The FuelCell uses New Balance’s VL-6 performance last, and length is true to size. The heel cup is wide, stiff, and high in the Achilles area; it stays in place very securely but its rigidity caused some friction for users until a break-in period was achieved.  Wide, single-piece overlay panels on the medial and lateral side of the laces wrap the midfoot in place very firmly, although users with wide feet may find the forefoot uncomfortably snug. The volume of the toe box is ample without being boxy or sloppy and provides a performance feel with the mesh being smooth and secure.


Minimal padding around the ankle collar locks the foot in place well, but caused some rearfoot friction as described above. The mesh uppers are highly breathable in the forefoot, but testers report the midfoot overlays feel hot and heavy in warm conditions. A seamless sockliner is smooth and comfortable against the foot, and cushioning through the heel and forefoot provide pleasant comfort underfoot.
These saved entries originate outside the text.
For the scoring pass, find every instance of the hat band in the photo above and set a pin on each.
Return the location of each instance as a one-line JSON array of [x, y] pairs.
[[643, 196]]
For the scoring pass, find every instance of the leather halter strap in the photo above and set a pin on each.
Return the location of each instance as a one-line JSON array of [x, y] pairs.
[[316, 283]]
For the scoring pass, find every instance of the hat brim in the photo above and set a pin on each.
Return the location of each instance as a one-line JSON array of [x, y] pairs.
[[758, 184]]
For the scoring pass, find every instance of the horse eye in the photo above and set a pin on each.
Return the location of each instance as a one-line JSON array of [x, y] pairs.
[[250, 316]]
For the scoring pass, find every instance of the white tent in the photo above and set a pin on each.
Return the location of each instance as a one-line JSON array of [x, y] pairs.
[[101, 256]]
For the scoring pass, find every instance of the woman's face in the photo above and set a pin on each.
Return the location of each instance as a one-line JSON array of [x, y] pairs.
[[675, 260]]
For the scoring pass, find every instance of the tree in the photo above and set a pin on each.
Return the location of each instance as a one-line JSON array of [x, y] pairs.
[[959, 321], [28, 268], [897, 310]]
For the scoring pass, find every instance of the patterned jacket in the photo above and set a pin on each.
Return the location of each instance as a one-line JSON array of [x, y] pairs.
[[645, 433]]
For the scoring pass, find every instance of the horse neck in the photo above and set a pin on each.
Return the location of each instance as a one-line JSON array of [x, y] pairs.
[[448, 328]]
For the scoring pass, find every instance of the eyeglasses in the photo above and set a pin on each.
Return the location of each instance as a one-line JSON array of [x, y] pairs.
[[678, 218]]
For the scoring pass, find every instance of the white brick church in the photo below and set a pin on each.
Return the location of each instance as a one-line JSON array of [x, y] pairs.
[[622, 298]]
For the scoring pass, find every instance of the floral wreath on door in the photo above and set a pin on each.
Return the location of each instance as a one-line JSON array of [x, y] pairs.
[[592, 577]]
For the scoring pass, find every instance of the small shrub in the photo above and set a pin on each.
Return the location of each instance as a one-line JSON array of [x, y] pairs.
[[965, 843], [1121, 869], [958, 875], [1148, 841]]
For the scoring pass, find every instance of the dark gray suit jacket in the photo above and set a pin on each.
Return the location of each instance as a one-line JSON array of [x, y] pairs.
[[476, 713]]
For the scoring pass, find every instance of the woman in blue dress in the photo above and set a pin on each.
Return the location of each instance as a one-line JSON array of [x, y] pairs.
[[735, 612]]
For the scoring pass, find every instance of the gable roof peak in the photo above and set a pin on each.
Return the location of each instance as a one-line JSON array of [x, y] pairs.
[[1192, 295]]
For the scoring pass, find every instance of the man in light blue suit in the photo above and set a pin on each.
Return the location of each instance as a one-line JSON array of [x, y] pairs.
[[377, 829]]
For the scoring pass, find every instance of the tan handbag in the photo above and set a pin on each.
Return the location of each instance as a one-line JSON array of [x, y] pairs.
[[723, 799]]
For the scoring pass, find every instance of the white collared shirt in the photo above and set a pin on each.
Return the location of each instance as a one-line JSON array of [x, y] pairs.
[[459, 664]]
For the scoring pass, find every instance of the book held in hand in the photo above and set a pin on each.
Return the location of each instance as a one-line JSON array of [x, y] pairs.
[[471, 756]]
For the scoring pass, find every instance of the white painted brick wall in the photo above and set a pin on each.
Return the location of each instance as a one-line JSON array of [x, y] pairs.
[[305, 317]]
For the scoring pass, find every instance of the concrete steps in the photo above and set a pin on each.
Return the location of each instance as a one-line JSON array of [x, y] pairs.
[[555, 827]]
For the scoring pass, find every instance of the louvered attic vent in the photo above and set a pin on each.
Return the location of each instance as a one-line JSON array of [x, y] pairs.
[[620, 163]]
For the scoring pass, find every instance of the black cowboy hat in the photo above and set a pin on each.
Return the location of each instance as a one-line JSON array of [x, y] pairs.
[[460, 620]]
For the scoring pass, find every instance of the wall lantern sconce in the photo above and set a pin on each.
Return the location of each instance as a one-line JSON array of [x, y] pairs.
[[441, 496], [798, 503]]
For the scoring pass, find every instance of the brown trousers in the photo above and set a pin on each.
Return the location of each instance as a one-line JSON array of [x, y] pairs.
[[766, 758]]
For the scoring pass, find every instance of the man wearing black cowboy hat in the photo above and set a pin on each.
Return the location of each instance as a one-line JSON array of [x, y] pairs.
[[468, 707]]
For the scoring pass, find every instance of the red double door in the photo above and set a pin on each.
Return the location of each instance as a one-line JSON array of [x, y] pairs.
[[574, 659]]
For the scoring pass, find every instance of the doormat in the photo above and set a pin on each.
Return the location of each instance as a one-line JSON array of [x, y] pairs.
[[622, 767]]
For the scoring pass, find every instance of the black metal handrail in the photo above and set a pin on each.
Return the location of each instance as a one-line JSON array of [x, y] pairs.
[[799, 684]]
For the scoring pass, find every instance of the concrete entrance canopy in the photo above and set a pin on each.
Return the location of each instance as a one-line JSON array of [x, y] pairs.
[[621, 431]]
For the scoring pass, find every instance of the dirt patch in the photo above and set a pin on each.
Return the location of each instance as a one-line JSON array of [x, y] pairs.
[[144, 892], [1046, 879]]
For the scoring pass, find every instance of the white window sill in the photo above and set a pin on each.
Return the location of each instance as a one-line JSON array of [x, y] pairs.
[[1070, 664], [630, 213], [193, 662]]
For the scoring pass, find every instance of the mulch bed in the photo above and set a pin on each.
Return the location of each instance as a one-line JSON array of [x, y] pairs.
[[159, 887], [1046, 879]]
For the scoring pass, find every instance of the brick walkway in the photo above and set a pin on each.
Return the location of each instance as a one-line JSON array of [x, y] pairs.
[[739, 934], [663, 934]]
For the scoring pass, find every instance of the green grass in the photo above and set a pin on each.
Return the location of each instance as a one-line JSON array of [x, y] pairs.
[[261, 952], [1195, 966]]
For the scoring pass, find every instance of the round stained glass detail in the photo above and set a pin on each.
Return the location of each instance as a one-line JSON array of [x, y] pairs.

Responsive cushioning is our favorite feature of the FuelCell, which feels cushioned and low-to-the-ground at the same time, while offering bouncy propulsion with each step. The combination of midsole materials makes the shoe feel highly responsive without being excessively firm. Our testers noted great conservation of energy from impact through transition, with a firm landing and good spring at toe off. The moderate toe drop strikes a sweet spot for midfoot runners and heel strikers alike.

Ride Quality

TPU foam in the midsole is New Balance’s answer to Adidas Boost and Saucony EVERUN material, and provides the smooth ride and firm overall feel our testers appreciated. Recessed REVlite foam in the heel brings the foot closer to the firmer FuelCell material at impact, whereas the forefoot zone is cored out for more direct responsiveness at toe-off. The FuelCell shoe is very stiff out of the box, but after a breaking period the ride is smooth and buoyant, with a minimal amount of flexibility in the forefoot. The cushioning is much firmer than most lightweight trainers, which compromises comfort on shorter runs but helped our testers feel less fatigued at the end of longer outings. The underfoot feel is consistent from impact to toe off, and the extensive outsole rubber gives a secure ground grip and further smooths the transition from heel to toe.


The highly responsive midsole gives the FuelCell shoe a fast feel, and the secure fit and strong outsole grip make quick leg turnover a bit easier. The FuelCell is on the heavy side in this test group, but would be great for runners who are not accustomed to racing shoes for use in fast training sessions or long distance road racing.